Hace cuarenta años Black Panther hubiera sido una película de blaxploitation, ese género adorado por Tarantino en el que la comunidad afroamericana es la protagonista con bandas de sonido que hoy son clásicos. Pero ni Black Panther es tarantinesca ni, al día de hoy al menos, los ascendentes The Weeknd y Kendrick Lamar que adornan su música, son Curtis Mayfield, James Brown o Isaac Hayes.
Aunque sí tiene, como aquel cine de los 70, persecuciones en auto espectaculares y el desparpajo de una imaginería social y utópica que nos parece al menos justa: en África hay una nación escondida llamada Wakanda que cuenta con la tecnología más avanzada del mundo.

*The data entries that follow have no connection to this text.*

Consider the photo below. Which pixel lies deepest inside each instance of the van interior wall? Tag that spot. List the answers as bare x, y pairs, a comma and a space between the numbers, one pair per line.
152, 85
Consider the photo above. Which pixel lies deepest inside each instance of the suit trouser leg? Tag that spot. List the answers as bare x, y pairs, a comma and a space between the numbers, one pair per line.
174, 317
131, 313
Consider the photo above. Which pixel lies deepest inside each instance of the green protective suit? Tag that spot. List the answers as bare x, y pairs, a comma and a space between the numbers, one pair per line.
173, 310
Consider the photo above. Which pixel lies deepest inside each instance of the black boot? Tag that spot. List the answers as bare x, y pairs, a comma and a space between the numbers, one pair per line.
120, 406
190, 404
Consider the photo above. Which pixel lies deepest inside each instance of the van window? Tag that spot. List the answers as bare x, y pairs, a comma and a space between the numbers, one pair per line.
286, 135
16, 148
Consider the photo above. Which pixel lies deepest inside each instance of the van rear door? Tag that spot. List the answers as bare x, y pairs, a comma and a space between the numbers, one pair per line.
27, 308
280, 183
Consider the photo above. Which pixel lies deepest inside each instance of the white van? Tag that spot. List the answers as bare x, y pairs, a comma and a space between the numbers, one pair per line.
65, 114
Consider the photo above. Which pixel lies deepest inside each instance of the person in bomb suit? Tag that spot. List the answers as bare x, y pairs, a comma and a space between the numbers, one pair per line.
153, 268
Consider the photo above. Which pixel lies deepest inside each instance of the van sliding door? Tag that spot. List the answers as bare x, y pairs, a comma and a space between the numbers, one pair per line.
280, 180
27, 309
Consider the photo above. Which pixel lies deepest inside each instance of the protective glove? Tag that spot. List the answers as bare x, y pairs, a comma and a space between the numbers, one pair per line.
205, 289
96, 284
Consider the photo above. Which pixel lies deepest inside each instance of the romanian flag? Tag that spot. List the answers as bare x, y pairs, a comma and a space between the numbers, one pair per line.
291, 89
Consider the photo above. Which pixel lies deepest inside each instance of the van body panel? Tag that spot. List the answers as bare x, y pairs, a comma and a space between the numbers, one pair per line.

Atravesado por un drama familiar con señales shakespereanas que incluyen traiciones entre hermanos, tíos, padres, hijos y primos, en Black Panther se destacan sus
mujeres, más dimensionales que las pálidas valquirias insulares (interpretadas hieráticamente) de La mujer maravilla. Sobre todo la actriz Danai Gurira, Okoje, jefa de la guardia real, que logra un mayor impacto incluso que el protagónico de Chadwick Boseman como Pantera Negra (y ambos repiten sus personajes en la reciente Avengers: Infinity War). Gurira parece haber aprendido la lección de Denzel Washington: se puede ser suave, duro y encantador en la pantalla. “¿Me matarías?”, le pregunta su marido, que ha traicionado, tanto a ella como a su país. “¿Por Wakanda? Sin dudarlo”, le contesta orgullosa Okoje.